Na maioria das viagens que faço à capital e outras vilas maiores, quando falo de Marandallah, as pessoas perguntam: “Mara..o.. quê?” ou, “Onde é isso?”. Ao escutar tais perguntas, a resposta que me sai espontânea é: “se tu soubesses...!». No tempo que levo com esta gente, quase quatro anos, não parei de aprender e, de uma forma ou de outra, estou marcado. As marcas são invisíveis, mas não por isso menos intensas e profundas. Para conhecer um povo, é necessário amá-lo mais que compreendê-lo e, para amá-lo, é necessário escutá-lo e contemplá-lo. É necessário diluir-se no seu ser, correr nas suas veias, morrer e ressuscitar na sua alma. Mas amar, é também deixar-se amar. No “Jardim da Amizade”, ícone natural da fraternidade que cresce nesta terra, o silêncio da Virgem de Fátima que contempla o tronco de madeira onde Jesus se dá a todos de braços abertos, é a imagem que melhor se ajusta a este povo: não um povo esquecido ou desconhecido, mas um povo que existe e se comunica através do silêncio. O silêncio é uma atitude humilde e nobre ao mesmo tempo. A dor manifesta-se pelo grito como direito à própria existência; o sofrimento, pelo silêncio como transcendência dessa mesma existência. Por isso mesmo, o sofrimento deste povo não é triste.
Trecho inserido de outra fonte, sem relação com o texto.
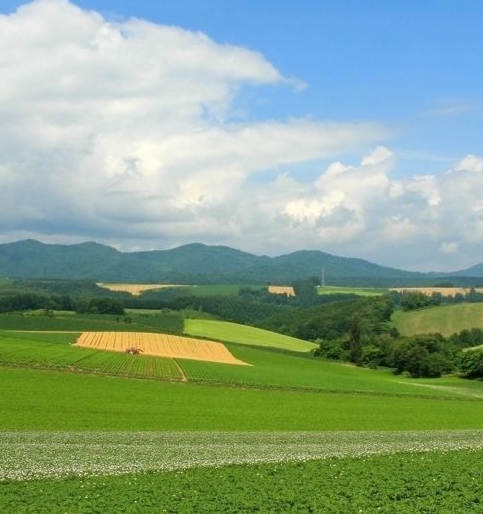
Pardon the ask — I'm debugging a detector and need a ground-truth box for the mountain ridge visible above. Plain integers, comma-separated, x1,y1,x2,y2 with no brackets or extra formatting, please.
0,239,483,287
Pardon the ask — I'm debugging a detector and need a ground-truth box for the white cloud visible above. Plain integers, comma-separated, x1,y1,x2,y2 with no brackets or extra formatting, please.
0,0,483,269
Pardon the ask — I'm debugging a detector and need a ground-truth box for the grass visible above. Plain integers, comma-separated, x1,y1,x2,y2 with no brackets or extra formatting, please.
0,450,483,514
0,311,183,333
184,319,317,352
0,332,483,398
391,303,483,337
0,368,483,431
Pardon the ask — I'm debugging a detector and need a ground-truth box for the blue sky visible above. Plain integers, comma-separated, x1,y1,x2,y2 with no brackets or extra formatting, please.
0,0,483,270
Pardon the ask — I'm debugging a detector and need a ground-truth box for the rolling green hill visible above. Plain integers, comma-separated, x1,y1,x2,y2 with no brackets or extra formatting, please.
184,319,318,352
391,303,483,337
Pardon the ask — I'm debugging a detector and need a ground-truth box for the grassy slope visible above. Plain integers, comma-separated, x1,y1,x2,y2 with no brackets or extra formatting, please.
184,319,317,352
0,362,483,431
392,303,483,336
0,326,483,398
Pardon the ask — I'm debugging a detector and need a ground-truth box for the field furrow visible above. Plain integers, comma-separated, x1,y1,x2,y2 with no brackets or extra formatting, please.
75,332,250,365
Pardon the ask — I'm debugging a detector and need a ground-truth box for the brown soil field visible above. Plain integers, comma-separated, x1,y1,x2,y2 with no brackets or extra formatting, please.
390,287,483,296
97,282,189,296
268,286,295,296
74,332,249,366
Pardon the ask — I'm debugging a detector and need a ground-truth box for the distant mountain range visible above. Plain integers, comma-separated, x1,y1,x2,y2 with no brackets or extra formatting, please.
0,239,483,287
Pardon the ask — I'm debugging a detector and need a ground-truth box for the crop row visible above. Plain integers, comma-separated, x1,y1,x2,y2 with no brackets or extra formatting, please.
0,337,181,380
0,430,483,481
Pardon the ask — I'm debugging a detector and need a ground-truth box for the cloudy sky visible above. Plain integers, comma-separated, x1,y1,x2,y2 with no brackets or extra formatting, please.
0,0,483,271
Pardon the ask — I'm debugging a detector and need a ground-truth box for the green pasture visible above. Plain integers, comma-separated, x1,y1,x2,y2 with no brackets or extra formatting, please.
391,303,483,337
0,367,483,431
0,311,183,333
0,331,483,399
317,286,388,296
184,319,318,352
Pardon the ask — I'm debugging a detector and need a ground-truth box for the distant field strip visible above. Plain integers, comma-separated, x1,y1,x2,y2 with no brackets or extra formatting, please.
97,282,187,296
391,303,483,337
75,332,247,365
184,319,318,352
268,286,295,296
390,287,483,296
0,430,483,482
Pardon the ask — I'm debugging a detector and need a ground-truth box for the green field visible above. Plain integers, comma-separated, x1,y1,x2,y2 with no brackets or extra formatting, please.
317,286,388,296
184,319,318,352
0,331,483,398
0,312,483,513
391,303,483,337
0,311,183,334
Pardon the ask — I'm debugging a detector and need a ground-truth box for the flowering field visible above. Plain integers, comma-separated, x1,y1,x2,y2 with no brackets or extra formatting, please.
0,430,483,481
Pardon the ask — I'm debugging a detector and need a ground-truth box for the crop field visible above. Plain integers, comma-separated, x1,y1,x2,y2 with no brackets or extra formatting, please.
317,286,388,296
97,282,187,296
391,287,483,296
0,333,183,380
184,319,318,352
0,444,483,514
0,311,183,334
0,307,483,514
268,286,295,296
0,331,483,398
75,332,250,365
391,303,483,337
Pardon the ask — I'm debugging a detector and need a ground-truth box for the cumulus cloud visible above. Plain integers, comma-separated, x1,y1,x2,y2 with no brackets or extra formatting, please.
0,0,483,268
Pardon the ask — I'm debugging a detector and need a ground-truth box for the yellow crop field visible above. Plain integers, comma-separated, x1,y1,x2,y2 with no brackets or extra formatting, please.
97,282,189,296
75,332,249,366
391,287,483,296
268,286,295,296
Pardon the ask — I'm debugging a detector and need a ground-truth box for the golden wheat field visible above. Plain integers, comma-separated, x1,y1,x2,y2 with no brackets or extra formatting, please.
97,282,188,296
268,286,295,296
391,287,483,296
74,332,249,366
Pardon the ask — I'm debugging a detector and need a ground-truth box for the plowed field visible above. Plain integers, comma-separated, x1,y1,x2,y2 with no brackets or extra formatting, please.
75,332,247,365
97,282,187,296
268,286,295,296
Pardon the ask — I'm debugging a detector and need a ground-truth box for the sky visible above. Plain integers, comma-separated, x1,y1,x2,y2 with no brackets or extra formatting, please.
0,0,483,271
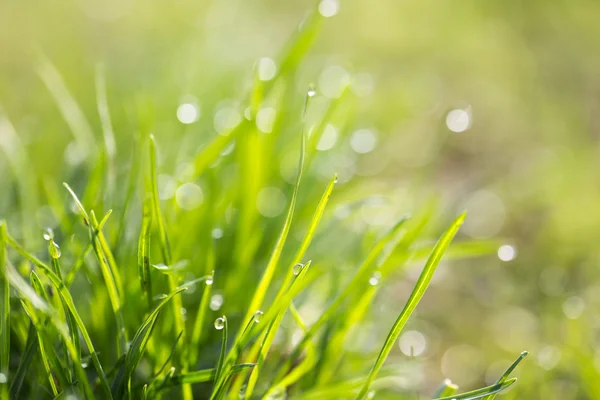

Se o sofrimento de Maria que contempla o seu filho neste jardim está animado pela dança de árvores exóticas ao ritmo do canto exuberante dos pássaros, o sofrimento deste povo está animado pela dança interminável ao ritmo de vozes misteriosas. Tal como as árvores e os pássaros, dançam e cantam apenas por puro deleite.

 São elas, as mesmas mulheres que há algumas horas atrás pareciam crianças a exibirem as suas primeiras letras sobre um pedaço de madeira, que agora cantam e dançam consoladamente à volta duma árvore imensa onde a Virgem de Fátima construiu o seu ninho. Em compasso, deslizam à direita e à esquerda, rodopiam e, passando á frente da Virgem, levantam para ela os braços e lhe dizem “Ninguém é pobre quando tem uma mãe como tu!”. Dentro de algumas horas, regressarão a si mesmas a pé ou transportadas por uma moto-triciclo em que cada buraco da pista será motivo de tantas gargalhadas. Para trás, ficarão momentos únicos de alegria por terem tido a oportunidade de se encontrarem durante o dia, de se olharem ao espelho durante a noite e de saberem que há um dia por ano para as mulheres. A partir de agora, o pedaço liso de madeira será substituído pelo campo áspero e sem limites, o pau de giz pelo cabo da enxada, o limão voltará a ser limão e o mesmo se passará com o pilão, o grão de milho ou a metade da cabaça. Já não terão mais tempo para o jogo do sapo, do futebol ou para os passeios pelas ruas da vila sem fardos à cabeça. Tudo será esquecido rapidamente. Tudo, excepto o que não se pode esquecer.

Aquilo que é autêntico, jamais poderá ser esquecido e, muito menos, gravado sobre um pedaço de madeira: pertence ao silêncio e, o silêncio, não se diz nem se escreve. Ninguém é mais do que ninguém só porque ensina nas universidades ou recebeu o prémio Nobel por desvendar a cadeia do ADN ou a composição dos anéis gelados de Saturno. Este povo e, sobre tudo, estas mulheres, nunca foram à escola mas estão cheias de dignidade, de sabedoria, de segredos infinitos. Para os desvendar, é necessário aprender uma nova linguagem que não pode ser escrita nem pronunciada, mas apenas sentida pelo coração daqueles que acreditam. A fé tem muito poder. O poder deste povo, destas mulheres, é a sua fé, o seu silêncio. É esse silêncio que elas guardam que um dia gostariam de nos comunicar. Oxalá as pudéssemos escutar.